Mesdames les ministres,
Monsieur le secrétaire général de la Francophonie,
Madame la directrice exécutive d'ONU Femmes,
Madame la directrice générale de l'UNESCO,
Monsieur le Président de la Fondation Agir contre l'exclusion,
Mesdames et Messieurs,
En tant que ministre des droits des femmes, je suis particulièrement heureuse d'intervenir devant le Forum mondial des femmes francophones annoncé par le Président de la République au sommet de la Francophonie à Kinshasa en octobre dernier.
Vous le savez, le Président de la République a souhaité que les droits des femmes deviennent une priorité de l'action de la France au niveau national mais aussi sur la scène internationale.

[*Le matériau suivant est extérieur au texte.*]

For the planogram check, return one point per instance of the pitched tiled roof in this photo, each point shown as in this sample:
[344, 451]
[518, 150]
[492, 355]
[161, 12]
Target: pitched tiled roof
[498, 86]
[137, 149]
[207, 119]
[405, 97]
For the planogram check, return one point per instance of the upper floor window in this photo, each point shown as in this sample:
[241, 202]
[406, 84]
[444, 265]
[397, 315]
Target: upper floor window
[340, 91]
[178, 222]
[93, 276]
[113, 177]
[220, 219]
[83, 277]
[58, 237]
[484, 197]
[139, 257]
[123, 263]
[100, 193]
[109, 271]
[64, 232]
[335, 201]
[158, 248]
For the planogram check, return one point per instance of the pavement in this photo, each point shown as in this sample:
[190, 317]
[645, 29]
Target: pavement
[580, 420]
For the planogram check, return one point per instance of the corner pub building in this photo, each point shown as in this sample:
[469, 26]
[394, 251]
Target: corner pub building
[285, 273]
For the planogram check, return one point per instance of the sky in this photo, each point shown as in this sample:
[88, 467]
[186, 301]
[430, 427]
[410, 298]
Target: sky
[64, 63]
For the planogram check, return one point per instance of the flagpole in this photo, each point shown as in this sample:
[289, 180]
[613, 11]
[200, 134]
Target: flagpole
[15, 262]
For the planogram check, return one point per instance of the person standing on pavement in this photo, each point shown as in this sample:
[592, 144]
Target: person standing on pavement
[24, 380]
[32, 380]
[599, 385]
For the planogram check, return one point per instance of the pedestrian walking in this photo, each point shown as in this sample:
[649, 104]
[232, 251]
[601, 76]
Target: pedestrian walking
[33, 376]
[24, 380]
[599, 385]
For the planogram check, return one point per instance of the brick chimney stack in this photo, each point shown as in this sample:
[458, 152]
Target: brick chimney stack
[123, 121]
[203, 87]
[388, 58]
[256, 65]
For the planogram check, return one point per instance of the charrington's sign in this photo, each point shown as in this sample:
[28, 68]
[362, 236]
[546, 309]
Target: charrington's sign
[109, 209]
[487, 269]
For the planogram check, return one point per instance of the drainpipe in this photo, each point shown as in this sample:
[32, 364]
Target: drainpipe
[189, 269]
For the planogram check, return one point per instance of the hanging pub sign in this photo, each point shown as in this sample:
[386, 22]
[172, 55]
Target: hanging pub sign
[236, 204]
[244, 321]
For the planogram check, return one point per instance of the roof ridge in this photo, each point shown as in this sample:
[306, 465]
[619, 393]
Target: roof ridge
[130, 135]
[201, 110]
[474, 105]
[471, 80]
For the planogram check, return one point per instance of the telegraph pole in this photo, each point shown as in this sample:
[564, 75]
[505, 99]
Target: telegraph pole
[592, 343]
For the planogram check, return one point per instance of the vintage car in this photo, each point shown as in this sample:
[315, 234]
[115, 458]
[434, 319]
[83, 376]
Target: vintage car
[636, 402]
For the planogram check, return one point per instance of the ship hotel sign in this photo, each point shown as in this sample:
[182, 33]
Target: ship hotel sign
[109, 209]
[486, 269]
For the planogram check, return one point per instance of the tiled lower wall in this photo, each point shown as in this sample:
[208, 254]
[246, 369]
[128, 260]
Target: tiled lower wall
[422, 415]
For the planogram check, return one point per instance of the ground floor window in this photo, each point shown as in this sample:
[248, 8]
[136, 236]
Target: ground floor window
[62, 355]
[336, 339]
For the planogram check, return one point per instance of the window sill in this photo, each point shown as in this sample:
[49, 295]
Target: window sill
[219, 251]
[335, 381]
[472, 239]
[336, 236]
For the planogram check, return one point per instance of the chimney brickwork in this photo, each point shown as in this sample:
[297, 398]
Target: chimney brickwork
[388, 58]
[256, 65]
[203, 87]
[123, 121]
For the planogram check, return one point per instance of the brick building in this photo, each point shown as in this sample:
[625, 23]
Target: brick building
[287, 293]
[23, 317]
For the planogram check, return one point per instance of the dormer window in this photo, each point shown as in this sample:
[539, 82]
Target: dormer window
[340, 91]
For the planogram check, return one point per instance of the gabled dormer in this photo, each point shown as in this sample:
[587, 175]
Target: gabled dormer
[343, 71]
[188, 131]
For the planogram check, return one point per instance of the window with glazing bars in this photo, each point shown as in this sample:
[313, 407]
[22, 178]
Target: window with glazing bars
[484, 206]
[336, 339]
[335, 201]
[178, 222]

Au plan national, cette volonté a été consacrée par la constitution d'un Gouvernement strictement paritaire - pour la toute première fois de l'histoire de la République française - et par le rétablissement d'un ministère des droits des femmes de plein exercice qui avait disparu depuis 26 ans et que j'ai l'honneur et la responsabilité de conduire.
Cette priorité politique s'est traduite par l'adoption d'un vaste plan d'action pour la réalisation d'une troisième génération des droits des femmes : après la génération des droits civiques, reconnus à la Libération, puis des droits économiques et sociaux des années 70 et 80, cette nouvelle génération doit être celle de l'égalité réelle.
Nous changeons de rythme et de méthode sur ces sujets pour dessiner une troisième génération des droits des femmes. Après les droits politiques, conquis à la Libération. Après les droits sociaux et sanitaires, que les femmes ont chèrement conquis dans les années 1970 et au début des années 1980, nous voulons nous attaquer à l'ensemble des forces qui dans la société véhiculent encore des inégalités. Ces droits de troisième génération sont ceux de l'égalité réelle : l'égale rémunération, l'égale répartition des temps de vie, le droit égal à se projeter dans l'avenir.
Depuis dix mois déjà, des réformes ont été mises en œuvre à un rythme accéléré dans plusieurs domaines clés du combat pour l'égalité: la lutte contre les violences faites aux femmes, contre les stéréotypes de genre, pour l'apprentissage de l'égalité et ce, dès le plus jeune âge à l'école, pour l'égalité au travail ou encore l'accès des femmes à la contraception, notamment des mineures, et à l'IVG.
Au-delà des champs déjà investis, une nouvelle étape sera franchie prochainement avec un projet de loi-cadre pour les droits des femmes qui sera présenté au Parlement au Printemps.
Ce texte de loi permettra de prolonger l'action du Gouvernement s'agissant notamment de mieux protéger les femmes contre les violences, contre la précarité – notamment des femmes seules – une plus grande protection des femmes issues de l'immigration ou encore une meilleure articulation des temps de vie.
La francophonie est une communauté de valeurs et de projet. Aborder ensemble la question des droits des femmes est à cet égard une évidence, un incontournable et un ferment puissant pour que nos liens soient durables.
Depuis plusieurs mois, qui a au cœur la défense des droits des femmes entend nécessairement l'écho de plusieurs évènements de dimension planétaire – en Russie, en Inde, dans les pays arabes, aux Etats-Unis – qui ont fait du combat pour les droits des femmes la tête de pont du combat pour les droits humains tout entiers.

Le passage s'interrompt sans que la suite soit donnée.